Annuities
Suitability ****
Suitability is the appropriateness of a product recommendation to consumers. Insurance companies have to establish standards and procedures for recommendations to make sure the needs of consumers are properly addressed.
Definition of replacement (same as earlier)
When it is known or should be known to a proposing agent or insurer that a policy is:
- lapsed, forfeited, surrendered, or otherwise terminated
- converted to
- reduced paid up
- extended term or
- reduced in value by the use of nonforfeiture benefits or other policy loans
- amended as to effect either
- a reduction in benefits, or
- a reduction in the term for which coverage otherwise would have been extended
- reissued with any reduction in cash values, or
- used in a financed purchase
Suitability information *****
- age
- annual income
- financial situation and needs
- financial experience
- financial objectives
- intended use of the annuity
- financial time horizon
- existing assets, including life insurance
- liquidity needs
- liquid net worth
- risk tolerance
- tax status
Duties of insurers and insurance representatives *****
When recommending the purchase of annuities the agent must take into account the information gathered from the suitability questionnaire (listed above) and be sure of the following:
- the consumer has been made aware of the features of an annuity, such as surrender charges, tax penalties, and fees
- the consumer would benefit from certain features; tax deferred growth, annuitization, etc.

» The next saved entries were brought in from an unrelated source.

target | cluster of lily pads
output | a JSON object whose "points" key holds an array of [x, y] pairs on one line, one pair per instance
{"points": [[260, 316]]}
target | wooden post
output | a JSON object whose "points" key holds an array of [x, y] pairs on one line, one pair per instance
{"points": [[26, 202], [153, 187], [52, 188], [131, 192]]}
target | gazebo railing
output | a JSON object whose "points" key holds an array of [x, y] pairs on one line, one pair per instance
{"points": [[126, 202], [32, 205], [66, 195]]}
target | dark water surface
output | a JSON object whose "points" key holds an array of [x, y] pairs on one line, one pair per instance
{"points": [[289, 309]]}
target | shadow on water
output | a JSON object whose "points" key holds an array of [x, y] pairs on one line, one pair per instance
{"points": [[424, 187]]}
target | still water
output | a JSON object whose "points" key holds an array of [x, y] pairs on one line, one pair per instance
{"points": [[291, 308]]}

- if an annuity is being replaced, the replacement must be deemed suitable after considering the following:
- if the consumer will have a surrender charge
- if there will be a new surrender period
- if the consumer will lose existing benefits or be subject to increased fees
- if the consumer will benefit from enhancements and improvements
- if the consumer has had another replacement or exchange within the last 36 months
Before the exchange or replacement, the agent must make reasonable efforts to obtain this suitability information, and if found not suitable the insurance company will not issue the annuity. However, the insurance company or the agent does not have this obligation to the consumer if:
- a recommendation has not been made
- a recommendation was made but was based on inaccurate material supplied by the consumer
- a consumer refused to provide relevant suitability information
- the consumer decides to enter into an annuity against the advice of the agent
Before the replacement, the agent must provide on form DFS-H1-1981 information that compares the difference between the annuity being replaced and the annuity being recommended.
Insurance companies must establish a supervision system to monitor compliance with this section. Such a system includes:
- informing agents of these requirements and putting those requirements in training manuals
- providing product-specific training and materials
- maintaining procedures for the review of each recommendation before issuance of an annuity
- maintain reasonable procedures to detect recommendations that are not suitable
- providing annual reports to senior managers responsible for audit functions; this is designed to determine the effectiveness of the supervision system
Record keeping
Information collected to determine suitability must be kept for five years.
Prohibited practices
Annuities issued to seniors age 65 or older must have surrender charges on a reduced schedule so that there are no charges after the end of the 10th year of the policy, and surrender charges can not exceed 10% of the amount withdrawn.